Kommentar zu Ridley Scotts BLADE RUNNER (USA 1982)
Wenn das Kino die Zukunft entwirft, dann mitunter in Szenarien, in denen die Zukunft schon keine Rolle mehr spielt, in denen alles in die Gefilde des Vorbestimmbaren und Vorprogrammierbaren eingegangen, der Unberechenbarkeit enthoben und einem Management unterstellt wird, das die Zukunftsdimensionen der Zeit zur Angelegenheit der Administration macht. Als Antagonisten dieses Regimes, das Unberechenbares unter seine Kontrollen bringt, treten dann nicht zuletzt selbstlaufende Rechenprozesse und sich automatisierende Schaltkreise auf. Sie geben dort, wo die Zukunft zu einem Problem der IT geworden ist, ein geeignetes Feindbild ab, gegen das Recht und Ordnung wiederherzustellen sind.

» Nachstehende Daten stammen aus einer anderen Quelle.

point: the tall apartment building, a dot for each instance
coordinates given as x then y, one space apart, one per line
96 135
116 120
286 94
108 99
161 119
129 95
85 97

Wo ihnen indes nicht beizukommen ist, wo das Eindringen selbstläufiger und unkontrollierbarer Prozesse in die Ordnungen der Zukunftsgesellschaft nicht abgewendet werden kann, bietet das Kino zuweilen Inszenierungen gewaltgeladener Krisenszenarien an. Sie sind zugleich Anzeichen eines dramatischen Zusammenbruchs der feinmaschigen Architektoniken eines Machtapparates, der sich in subtilen Ausgriffen auf die Zeit sein Fundament setzt.
Zu beobachten ist ein solches Krisenszenario in BLADE RUNNER (USA 1982), in dem Replikanten – Vorzeigeprodukte der Robotik, die sich um einen einflussreichen Industriellen monopolisiert hat – zu unkontrollierbaren Agenten in eigener Sache werden. Nach einem Raubzug gegen ein bemanntes Raumschiff1 hat es eine Gruppe Replikanten des Serienmodells Nexus 6 auf die Erde verschlagen, um dort unterzutauchen. Das ist nicht schwer, denn sie gleichen dem Menschen aufs Detail und es bedarf erst aufwendiger Tests oder eben der Treffsicherheit eines Profis, um sie zu identifizieren und, falls notwendig, unwirksam zu machen.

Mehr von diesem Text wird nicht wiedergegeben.